A administração colonial também atuava orientando o investimento privado através do seu

sistema de taxação, vendas de terra, venda de debêntures, transações bancárias e direta competição

por capital em Londres. Em 1866 a industrialização nas colônias começou a crescer. Shaw (1944)

afirma que o governo protegeu a indústria infante - notadamente a de produtos derivados agrícolas e

de consumo diário - colocando tarifas de 10% aos importados (materiais de imprensa, ferro, cerveja,

manteiga, farinha, têxteis, calçados), que em 1877 foram elevadas para 30 a 40%.

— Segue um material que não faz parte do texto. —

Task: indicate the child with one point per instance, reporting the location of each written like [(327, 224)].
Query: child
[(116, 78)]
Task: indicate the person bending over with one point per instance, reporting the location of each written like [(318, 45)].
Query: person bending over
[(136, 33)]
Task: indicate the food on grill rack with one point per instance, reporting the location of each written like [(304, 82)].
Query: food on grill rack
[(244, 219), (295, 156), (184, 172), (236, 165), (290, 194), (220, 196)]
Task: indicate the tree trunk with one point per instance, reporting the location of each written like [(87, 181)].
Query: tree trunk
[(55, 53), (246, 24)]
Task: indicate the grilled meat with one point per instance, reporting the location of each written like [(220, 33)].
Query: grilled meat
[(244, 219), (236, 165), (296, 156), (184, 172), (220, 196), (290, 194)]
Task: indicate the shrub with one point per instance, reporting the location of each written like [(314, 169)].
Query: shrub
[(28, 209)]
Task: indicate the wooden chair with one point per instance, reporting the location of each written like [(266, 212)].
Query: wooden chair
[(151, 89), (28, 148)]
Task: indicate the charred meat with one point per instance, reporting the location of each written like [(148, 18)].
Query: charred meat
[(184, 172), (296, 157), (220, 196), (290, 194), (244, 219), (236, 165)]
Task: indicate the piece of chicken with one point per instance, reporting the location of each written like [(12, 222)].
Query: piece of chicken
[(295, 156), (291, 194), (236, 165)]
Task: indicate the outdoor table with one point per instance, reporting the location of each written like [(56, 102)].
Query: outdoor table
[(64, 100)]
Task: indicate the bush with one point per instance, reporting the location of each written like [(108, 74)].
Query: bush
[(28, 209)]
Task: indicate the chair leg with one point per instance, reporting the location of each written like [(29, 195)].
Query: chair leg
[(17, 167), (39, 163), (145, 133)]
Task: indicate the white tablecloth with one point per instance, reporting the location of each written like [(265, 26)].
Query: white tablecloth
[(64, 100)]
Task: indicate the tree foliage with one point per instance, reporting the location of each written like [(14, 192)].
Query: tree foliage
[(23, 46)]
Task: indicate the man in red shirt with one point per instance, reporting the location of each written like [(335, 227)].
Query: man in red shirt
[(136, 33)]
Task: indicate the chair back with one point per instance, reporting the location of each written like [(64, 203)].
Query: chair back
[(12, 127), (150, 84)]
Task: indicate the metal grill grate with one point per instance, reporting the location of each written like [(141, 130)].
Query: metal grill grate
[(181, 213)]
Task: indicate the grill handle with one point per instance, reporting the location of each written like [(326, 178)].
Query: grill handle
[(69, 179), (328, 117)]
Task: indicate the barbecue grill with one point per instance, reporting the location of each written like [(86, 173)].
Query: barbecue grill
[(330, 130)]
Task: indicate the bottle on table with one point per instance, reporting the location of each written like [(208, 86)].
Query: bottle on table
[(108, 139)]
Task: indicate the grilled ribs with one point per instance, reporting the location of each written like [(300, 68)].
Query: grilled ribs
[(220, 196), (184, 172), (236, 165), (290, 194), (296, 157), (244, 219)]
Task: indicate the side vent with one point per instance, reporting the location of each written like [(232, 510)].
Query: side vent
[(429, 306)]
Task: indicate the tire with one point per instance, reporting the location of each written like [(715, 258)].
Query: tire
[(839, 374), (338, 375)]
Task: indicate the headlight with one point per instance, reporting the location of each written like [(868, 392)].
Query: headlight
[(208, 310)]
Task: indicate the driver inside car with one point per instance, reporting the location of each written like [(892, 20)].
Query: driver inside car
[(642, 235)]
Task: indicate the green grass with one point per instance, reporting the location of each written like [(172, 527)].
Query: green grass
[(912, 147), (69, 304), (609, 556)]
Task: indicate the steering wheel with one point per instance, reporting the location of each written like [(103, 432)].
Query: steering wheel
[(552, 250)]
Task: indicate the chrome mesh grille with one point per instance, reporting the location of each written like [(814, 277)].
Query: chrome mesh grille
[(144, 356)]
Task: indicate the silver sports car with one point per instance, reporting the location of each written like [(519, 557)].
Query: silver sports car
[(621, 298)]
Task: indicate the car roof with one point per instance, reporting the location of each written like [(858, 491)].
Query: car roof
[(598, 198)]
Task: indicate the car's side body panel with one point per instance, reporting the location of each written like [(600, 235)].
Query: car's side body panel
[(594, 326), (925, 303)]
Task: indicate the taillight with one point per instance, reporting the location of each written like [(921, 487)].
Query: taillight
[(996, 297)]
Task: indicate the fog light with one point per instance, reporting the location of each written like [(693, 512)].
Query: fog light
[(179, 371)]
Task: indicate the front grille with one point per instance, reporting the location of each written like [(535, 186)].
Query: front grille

A terra era um fator abundante e propriedade da Coroa inglesa. A terra era ou vendida, em

geral em pequenos lotes, ou concedida ou arrendada. Algumas colônias organizavam leilões

públicos e tinham desenvolvido assembléias especiais para tratar da questão das terras. As leis eram

mais favoráveis à pequena propriedade, concedendo condições melhores para quem comprasse este

tipo de terreno. O sistema de divisão das terras é um fator relevante para a formação das classes

sociais, pois não permitiu que uma grande classe latifundiária emergisse e dominasse e governo.

O maior motivo para a lã ter se tornado o principal produto de exportação foi o fato da

pecuária de ovelhas ser pouco trabalho-intensiva. Em 1850, a Austrália exportava o equivalente a

50% da lã importada pela Inglaterra.9 Este setor também foi impulsionado durante a guerra da

secessão nos Estados Unidos, que a redirecionou a demanda inglesa para a Austrália (bem como a

demanda de algodão).

A descoberta do ouro na segunda metade do século XX aumentou a imigração livre não

assistida de ingleses e de chineses também. Por este motivo, não só a população cresceu, mas

também o índice de urbanização. Além de promover uma “marcha para o oeste”, a economia

aurífera incentivou a expansão do mercado interno, provocou aumento de preços, de produção

agrícola e de manufaturas, também ampliou a produção de carvão e a exportação de minérios,

intensificou comércio e provisão de serviços públicos.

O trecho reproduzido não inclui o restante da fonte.